Una domenica di sole a Messina

Questa domenica è stata una splendida giornata di sole, ma è stata anche una giornata foriera di incontri, come quelli che si fanno per caso nelle piazze di Messina quando è bel tempo.

Da antifascista, quale ritengo di essere, domenica sono andato a firmare per la proposta di legge “Stazzema” a piazza Municipio in compagnia di un’amica e, appena sceso dalla macchina nei pressi della Fontana Senatoria, la mia attenzione viene catturata da un distinto signore un pò attempato dalla folta e canuta capigliatura.

Ha lo sguardo assorto, ma tradisce un espressione sconsolata mentre fissa attentamente un bronzeo busto posto innanzi alla magnifica polla.

Incuriosito dalla singolare figura, non posso fare a meno di avvicinarmi per capire meglio la situazione, e scopro cosi che si tratta di Mariano Rossello, uomo di mille battaglie e memoria storica della nostra città.

Dopo i convenevoli di rito, mi spiega il motivo della sua presenza in loco e della sua malinconia. Nonostante abbia fatto numerose segnalazioni alle istituzioni e ai giornali il busto di cui sopra si trova in un stato pietoso.

Il nome è diventato ormai illeggibile, come anche la descrizione mancante sotto, ma sopratutto il bronzo stesso e il piedistallo che lo sorregge hanno un evidente bisogno di cure e a attenzioni.

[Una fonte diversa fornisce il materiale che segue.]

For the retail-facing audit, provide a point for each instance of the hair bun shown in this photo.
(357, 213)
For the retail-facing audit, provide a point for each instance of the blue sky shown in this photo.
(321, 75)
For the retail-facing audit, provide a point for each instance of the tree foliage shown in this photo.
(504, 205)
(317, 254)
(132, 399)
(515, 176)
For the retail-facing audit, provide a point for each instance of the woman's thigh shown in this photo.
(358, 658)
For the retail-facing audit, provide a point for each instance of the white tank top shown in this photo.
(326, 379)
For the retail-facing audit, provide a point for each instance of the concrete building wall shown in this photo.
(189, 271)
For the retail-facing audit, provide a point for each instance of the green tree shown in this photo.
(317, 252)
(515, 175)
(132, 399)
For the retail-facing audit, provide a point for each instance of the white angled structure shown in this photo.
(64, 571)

Da messinese non posso fare a meno di sentirmi mortificato anch’io a questo punto, mortificato perchè scopro trattarsi del busto alla memoria di Antonio Martino.

Martino è stato quattro volte sindaco di Messina nel primo novecento, fiero Repubblicano mai aderì al fascismo, e padre di Gaetano Martino (promotore della Conferenza di Messina che porterà alla nascita della Comunità Europea).

Ma anche ideatore dell’acquedotto che porta l’acqua da Fiumedinisi e Monforte San Giorgio, conosciuto col nome della “Santissima” che, per ironia della sorte, forse alimenta proprio quella fontana.

Cerco di consolare in qualche maniera il buon Mariano e nel frattempo rifletto ad alta voce sul fatto che noi non siamo ciò che siamo, ma siamo ciò che eravamo. E se questo è il modo di trattare il nostro passato e la nostra storia, il presente mi appare davvero triste ma il futuro ancora possibilmente roseo, trascino dunque il mio nuovo amico a firmare per la legge antifascista, promettendogli di segnalare la cosa a chi di dovere.

Ora non so se la stanza dell’attuale sindaco abbia l’affaccio sulla fontana, ma lo invito a scendere e a guardare con i suoi occhi lo stato di abbandono in cui si trova il busto e di provvedere al restauro quantomeno dell’iscrizione.

Perché lo deve all’uomo che è stato Martino, lo deve alla città e ai cittadini che ha rappresentato e che continua a rappresentare con la sua memoria, lo deve ai visitatori che si trovano di passaggio a Messina e che non conoscono la sua storia, ma sopratutto lo deve a se stesso, perché adesso occupa lui quella poltrona e ne è idealmente l’erede morale.

Erede di quel lavoro iniziato oltre un secolo fa e che lui intende portare a termine garantendo l’acqua 24 ore su 24 a tuttà la cittadinanza.